In the Yale Computational Biology and Bioinformatics program, doctoral candidates use high-performance computing to investigate such biomedical questions as how genes work together at the molecular level to mediate complex biological processes. William Meyerson, MD, a Yale graduate of the program, studied non-disease-causing mutations—which will contribute to the understanding of disease-causing mutations. In his planned career as a physician-bioinformatician, Meyerson wants to facilitate the adoption of new computer-aided decision-making tools.
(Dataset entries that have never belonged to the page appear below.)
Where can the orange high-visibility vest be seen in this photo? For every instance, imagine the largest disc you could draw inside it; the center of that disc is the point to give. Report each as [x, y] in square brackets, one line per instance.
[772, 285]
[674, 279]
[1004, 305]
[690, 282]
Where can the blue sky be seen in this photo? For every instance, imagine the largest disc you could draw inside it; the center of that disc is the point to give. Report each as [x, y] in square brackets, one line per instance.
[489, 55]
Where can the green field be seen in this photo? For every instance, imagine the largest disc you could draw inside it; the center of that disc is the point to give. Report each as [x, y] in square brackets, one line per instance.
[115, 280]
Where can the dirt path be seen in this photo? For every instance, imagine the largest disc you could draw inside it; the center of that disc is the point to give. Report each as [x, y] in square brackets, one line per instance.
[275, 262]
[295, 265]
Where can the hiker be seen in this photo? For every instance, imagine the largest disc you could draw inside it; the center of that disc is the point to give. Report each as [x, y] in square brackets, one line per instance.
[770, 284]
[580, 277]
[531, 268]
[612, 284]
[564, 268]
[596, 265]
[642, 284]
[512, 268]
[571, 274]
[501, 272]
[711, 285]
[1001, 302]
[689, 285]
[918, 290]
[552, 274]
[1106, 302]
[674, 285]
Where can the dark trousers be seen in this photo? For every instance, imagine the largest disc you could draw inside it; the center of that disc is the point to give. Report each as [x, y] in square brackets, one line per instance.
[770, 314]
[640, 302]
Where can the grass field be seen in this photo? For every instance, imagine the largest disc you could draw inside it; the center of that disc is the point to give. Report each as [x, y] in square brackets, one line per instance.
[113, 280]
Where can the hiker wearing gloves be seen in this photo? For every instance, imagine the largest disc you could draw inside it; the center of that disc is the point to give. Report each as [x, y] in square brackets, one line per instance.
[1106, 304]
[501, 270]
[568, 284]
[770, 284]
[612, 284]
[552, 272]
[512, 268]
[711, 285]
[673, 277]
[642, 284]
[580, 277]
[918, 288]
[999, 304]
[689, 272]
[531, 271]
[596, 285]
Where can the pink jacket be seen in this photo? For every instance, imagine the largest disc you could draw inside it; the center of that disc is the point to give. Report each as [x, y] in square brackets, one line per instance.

“There are language and culture differences between doctors and computing experts,” he says. “My role will be to bridge the gap between my computational colleagues and my clinical colleagues.”

While many of the innovations that drive progress in medicine take place within the walls of medical schools, much of the discovery in the realm of medical technology happens in the wilds of the business world. That’s why we increasingly see faculty members who have one foot planted in academia and the other in commerce.

Rothberg, the gene sequencing innovator, shows how this two-step is done. While he remains on the adjunct faculty at Yale, his day job is running a startup incubator based in nearby Guilford, where seven companies so far are targeting health care. In all cases, they’re developing medical devices that use deep learning, a form of artificial intelligence, to continually improve their performance. One of his companies, Butterfly Network, developed a handheld ultrasound device that costs less than $2,000.

Rothberg predicts that the combination of technology and medicine will have profound effects on the future of the human race—for instance, he believes that people will someday live to be 200 years old.

“We have sequencing, we have medical records, we have high-performance computing, and we have AI,” he says. “We’ll understand the complex diseases, and we’ll be able to intervene and extend life.”